As the economy comes out of the pandemic, questions remain about how quickly or slowly it will rebound.
Law Week Colorado caught up with Julian Izbiky, a partner and mergers and acquisitions attorney at Fortis Law Partners LLC, to get his perspective on how things are shaking out in his practice area.
Izbiky, who has been an attorney for 43 years, said he closed 18 deals within the first six months of 2023. He expects his trend to continue into the second half of the year.
“That’s a lot,” he said. “They ranged in size from small to $33 million [one of the largest deals he’s ever done], so I have no complaints about how busy I was in the first half of 2023.”
Izbiky added deals are getting done at all different sizes, including some large ones, despite some challenges.
Izbiky explained what’s interesting is he had another 18 deals that “died” during the first half of 2023, adding that’s a very high number.
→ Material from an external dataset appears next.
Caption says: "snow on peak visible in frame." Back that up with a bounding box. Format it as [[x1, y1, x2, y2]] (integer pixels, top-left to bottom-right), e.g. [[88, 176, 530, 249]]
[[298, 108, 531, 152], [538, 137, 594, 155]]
Most of Izbiky’s deals are in Colorado.
Izbiky noted climbing interest rates in the first half of 2023 didn’t help matters in the M&A space, as a lot of deals are funded by bank loans as well as a seller carrying back a promissory note “and in essence making a loan to the buyer.”
“Higher interest rates mean businesses are more expensive and so people can’t afford as much business as they could afford before,” Izbiky said, who believes that not only impacts Colorado deals, but nationwide.
Izbiky explained if you’re a private equity group for example, he expects they will still make large deals if they find a good one, adding the current conditions don’t suggest they wouldn’t.
Izbiky added on a related point, there could be a situation where buyers and sellers couldn’t come to an agreement on price, as sellers wanted a price based on their financials, but they wouldn’t really factor in the idea it would cost the buyer more money to buy the business because of higher interest rates.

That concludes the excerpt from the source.